In Denver, Wilson steps in behind a stronger offensive line with two quality tight ends. He also inherits four wide receivers (Courtland Sutton, Jerry Jeudy, Tim Patrick and KJ Hamler) and two running backs (Javonte Williams and Melvin Gordon III) with big-time ability.
“The Broncos have weapons all across the board,” Kornegay said. “All the weapons are there to be one of the better offensive teams in the league.”
There also will be questions about Hackett until he proves otherwise. Hackett spent the past three years as the Packers’ offensive coordinator, but it was coach Matt LaFleur who called the plays when Aaron Rodgers won two MVP awards.
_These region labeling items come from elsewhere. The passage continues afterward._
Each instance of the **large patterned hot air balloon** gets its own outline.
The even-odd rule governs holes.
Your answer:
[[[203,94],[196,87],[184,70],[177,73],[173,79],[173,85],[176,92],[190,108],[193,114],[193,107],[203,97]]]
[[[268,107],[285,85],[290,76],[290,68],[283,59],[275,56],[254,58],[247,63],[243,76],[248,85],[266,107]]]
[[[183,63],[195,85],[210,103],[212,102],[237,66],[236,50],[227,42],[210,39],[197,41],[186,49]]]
Hackett will call plays for the Broncos.
“Aaron Rodgers can make any offensive coach look good,” Kornegay said.
Circa Sports is offering better odds than DraftKings on the Broncos to win the AFC West (+ 320) and Super Bowl (22-1), but oddsmaker Chris Bennett said Circa has seen “very little interest” in Denver futures.
“We took a sharp bet Under 10 (wins) about a week ago, and that’s the only notable bet since the Wilson trade,” Bennett said.
Circa took a sharp bet, Bennett said, on the Broncos -4 in their Week 1 game at Seattle, moving the line to -5. It’s a homecoming game for Wilson on “Monday Night Football.”
At the Westgate, where Wilson is posted at 12-1 odds to win league MVP, Denver is favored in four of its first five games — the Broncos are in a pick’em spot at Las Vegas in Week 4.
Kornegay said his book took a play from a “sharp group” on Denver to miss the playoffs at + 140, but Kornegay said there has been and will be plenty of public money backing the Broncos.
“Wilson could be good but not great and get them to 10 wins,” Kornegay said. “I think the Broncos will land right on 10, but I would bet Under before I would bet Over.”
Manning went to two Super Bowls with the Broncos, who finally won a title in his fourth and final year. Wilson finally puts them back in contention.